Private equity manager Paladin Homeland Security Holding will cut its management fees paid by the $132.8 billion New York State Common Retirement Fund, Albany, as part of a settlement in a state investigation of “pay to play” involving pension fund investment business.
Paladin Homeland Security also will abide by New York Attorney General Andrew Cuomo's code of conduct, which includes a ban on using placement agents to solicit investments from public pension funds.
The firm also “will waive certain management fees otherwise payable to Paladin” related to the pension fund's investment in a Paladin fund, and it won't seek to recoup its waived fees through any insurance policy, according to the settlement agreement.
Paladin neither admitted nor denied any wrongdoing, according to the settlement agreement.
In a news release from Mr. Cuomo's office, Paladin in 2003 hired former New York Liberal Party Chairman Raymond Harding at the recommendation of Henry “Hank” Morris, chief political adviser to then-state Comptroller Alan Hevesi, to secure investment business from the state pension fund. The state comptroller is the fund's sole trustee.
Paladin's Homeland Security Fund received a $20 million investment from the New York pension fund in 2004, and it paid $300,000 in fees to Mr. Harding, according to Mr. Cuomo's news release.

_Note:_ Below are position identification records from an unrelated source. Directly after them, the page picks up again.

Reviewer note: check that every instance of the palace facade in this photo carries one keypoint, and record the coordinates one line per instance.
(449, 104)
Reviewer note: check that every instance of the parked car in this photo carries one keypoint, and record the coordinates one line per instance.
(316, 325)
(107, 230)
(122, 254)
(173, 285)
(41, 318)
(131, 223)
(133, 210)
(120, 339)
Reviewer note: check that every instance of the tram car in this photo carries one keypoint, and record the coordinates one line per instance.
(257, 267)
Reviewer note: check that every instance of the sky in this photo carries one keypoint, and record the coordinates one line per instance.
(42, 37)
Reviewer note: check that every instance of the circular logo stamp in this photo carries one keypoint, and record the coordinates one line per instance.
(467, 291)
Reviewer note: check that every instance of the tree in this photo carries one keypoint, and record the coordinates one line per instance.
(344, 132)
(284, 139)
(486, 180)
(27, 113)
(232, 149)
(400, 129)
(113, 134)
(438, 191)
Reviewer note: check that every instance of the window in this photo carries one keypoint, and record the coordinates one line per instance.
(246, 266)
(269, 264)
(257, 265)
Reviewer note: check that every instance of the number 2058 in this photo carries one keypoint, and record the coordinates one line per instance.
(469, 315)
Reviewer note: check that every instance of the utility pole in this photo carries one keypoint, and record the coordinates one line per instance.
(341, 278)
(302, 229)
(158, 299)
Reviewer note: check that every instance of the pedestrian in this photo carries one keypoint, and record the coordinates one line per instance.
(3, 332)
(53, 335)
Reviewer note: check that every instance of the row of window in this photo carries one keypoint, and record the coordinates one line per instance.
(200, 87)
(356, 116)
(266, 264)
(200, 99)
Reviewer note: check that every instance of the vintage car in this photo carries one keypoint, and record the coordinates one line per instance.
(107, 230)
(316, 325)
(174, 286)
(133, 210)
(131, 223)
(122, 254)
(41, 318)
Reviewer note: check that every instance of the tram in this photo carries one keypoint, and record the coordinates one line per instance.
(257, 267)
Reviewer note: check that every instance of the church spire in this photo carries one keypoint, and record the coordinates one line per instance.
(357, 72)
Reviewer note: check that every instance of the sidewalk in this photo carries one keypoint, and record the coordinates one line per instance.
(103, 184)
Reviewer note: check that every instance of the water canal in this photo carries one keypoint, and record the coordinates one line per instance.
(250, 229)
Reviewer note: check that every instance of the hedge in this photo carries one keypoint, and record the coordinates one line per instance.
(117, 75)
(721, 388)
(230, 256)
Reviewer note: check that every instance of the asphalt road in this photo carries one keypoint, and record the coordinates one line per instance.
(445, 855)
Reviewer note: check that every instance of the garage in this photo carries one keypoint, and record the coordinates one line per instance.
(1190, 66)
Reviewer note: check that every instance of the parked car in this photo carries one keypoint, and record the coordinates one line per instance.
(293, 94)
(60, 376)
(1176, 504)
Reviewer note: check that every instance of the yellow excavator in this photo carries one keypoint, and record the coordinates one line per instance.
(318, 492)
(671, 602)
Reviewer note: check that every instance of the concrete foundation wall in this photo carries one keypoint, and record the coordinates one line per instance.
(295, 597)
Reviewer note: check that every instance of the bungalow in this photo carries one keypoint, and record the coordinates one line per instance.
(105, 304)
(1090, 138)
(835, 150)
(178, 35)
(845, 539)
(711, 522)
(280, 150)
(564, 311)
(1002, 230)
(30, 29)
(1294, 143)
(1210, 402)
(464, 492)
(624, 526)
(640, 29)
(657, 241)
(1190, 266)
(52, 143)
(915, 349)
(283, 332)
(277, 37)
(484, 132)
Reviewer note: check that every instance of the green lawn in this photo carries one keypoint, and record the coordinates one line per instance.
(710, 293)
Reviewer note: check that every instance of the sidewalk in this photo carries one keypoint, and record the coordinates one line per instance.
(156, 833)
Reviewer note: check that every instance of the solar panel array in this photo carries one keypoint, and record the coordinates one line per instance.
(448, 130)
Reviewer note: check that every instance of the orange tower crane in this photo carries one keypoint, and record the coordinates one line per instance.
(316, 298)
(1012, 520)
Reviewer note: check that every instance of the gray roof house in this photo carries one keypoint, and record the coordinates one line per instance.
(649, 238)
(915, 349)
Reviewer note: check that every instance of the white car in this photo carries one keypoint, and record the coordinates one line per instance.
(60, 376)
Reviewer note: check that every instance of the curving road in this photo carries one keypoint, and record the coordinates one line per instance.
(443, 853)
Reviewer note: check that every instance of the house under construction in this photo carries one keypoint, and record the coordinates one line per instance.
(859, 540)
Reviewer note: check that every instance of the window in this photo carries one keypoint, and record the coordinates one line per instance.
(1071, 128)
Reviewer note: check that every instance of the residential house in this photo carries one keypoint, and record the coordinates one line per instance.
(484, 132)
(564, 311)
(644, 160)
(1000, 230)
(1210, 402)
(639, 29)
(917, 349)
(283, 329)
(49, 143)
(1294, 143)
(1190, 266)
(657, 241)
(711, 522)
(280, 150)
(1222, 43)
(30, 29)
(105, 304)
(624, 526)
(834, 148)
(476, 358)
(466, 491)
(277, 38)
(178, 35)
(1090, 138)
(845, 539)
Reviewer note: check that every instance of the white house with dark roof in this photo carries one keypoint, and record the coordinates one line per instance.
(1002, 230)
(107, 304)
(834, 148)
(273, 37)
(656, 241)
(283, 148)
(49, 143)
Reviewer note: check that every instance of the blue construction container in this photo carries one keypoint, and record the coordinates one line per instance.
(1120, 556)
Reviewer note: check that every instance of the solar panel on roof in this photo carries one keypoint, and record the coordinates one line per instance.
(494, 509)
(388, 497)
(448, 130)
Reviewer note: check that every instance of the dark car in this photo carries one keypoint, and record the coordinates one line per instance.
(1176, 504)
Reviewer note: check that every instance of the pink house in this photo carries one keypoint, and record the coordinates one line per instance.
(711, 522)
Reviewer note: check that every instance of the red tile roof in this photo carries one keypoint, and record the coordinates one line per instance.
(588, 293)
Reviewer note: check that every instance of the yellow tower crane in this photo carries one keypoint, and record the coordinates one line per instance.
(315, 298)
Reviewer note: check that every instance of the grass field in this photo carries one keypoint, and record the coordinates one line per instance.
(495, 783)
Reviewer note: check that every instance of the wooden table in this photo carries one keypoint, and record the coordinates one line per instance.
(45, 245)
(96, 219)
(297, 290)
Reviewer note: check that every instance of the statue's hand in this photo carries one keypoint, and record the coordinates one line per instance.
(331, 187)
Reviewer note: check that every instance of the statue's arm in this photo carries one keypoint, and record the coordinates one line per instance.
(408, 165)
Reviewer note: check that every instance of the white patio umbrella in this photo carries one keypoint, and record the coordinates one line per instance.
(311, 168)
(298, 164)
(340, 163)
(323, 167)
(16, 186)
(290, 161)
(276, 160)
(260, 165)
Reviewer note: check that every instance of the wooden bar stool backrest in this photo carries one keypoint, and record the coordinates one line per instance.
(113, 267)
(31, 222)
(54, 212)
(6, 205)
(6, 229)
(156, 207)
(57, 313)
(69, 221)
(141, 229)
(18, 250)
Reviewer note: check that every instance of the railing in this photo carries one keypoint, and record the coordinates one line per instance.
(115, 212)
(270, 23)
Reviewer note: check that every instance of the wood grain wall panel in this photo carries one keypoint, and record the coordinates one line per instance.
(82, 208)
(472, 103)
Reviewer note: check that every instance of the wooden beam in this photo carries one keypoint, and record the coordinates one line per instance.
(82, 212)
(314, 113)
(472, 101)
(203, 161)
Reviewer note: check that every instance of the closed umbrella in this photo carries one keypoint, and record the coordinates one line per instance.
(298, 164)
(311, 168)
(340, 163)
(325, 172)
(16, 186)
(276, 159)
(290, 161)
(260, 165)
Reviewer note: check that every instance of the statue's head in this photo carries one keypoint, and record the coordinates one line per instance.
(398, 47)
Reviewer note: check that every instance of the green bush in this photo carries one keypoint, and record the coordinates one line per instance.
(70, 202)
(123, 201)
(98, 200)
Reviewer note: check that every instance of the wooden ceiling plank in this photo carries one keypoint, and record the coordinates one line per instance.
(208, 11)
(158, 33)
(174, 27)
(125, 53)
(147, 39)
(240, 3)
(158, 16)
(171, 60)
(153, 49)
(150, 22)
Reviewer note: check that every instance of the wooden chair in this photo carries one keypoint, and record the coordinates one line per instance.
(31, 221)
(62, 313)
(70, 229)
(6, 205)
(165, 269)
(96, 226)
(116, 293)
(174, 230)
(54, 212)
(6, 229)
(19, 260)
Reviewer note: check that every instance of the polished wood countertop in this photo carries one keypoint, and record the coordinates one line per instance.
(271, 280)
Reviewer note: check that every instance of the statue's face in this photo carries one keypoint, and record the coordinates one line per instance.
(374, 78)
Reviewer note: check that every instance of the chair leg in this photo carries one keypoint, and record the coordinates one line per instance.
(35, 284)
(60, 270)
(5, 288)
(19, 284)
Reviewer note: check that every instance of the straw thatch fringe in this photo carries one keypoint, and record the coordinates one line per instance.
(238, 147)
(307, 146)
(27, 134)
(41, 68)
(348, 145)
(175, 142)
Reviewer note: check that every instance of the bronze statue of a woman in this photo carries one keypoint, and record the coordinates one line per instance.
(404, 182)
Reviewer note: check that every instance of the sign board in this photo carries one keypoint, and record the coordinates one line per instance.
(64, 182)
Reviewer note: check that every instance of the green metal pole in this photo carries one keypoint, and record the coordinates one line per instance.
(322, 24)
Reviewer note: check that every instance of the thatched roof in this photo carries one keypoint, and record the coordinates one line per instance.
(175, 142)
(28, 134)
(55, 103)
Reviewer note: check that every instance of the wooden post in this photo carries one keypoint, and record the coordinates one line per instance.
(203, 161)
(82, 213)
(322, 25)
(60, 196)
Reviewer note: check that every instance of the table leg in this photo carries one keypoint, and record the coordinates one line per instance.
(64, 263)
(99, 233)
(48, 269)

Mr. Cuomo's investigation “showed that Paladin initially sought to retain Morris as a placement agent to obtain an investment” from the pension fund, the news release said. “Morris instead referred Paladin to Harding. Morris's intention, undisclosed to Paladin, was to reward Harding for his prior years of political loyalty to Hevesi.”
The news release also said that in late 2005, Mr. Morris “solicited Paladin for campaign contributions for Hevesi's re-election campaign, and Paladin partners contributed a total of $25,000 in early 2006.”
Messrs. Hevesi, Morris and Harding, along with five others, have pleaded guilty to charges stemming from Mr. Cuomo's investigation.
Among the private equity firms that have previously agreed to follow Mr. Cuomo's code of conduct are Quadrangle Group, Access Capital Partners, HM Capital Partners; Falconhead Capital and Levine Leichtman Capital Partners.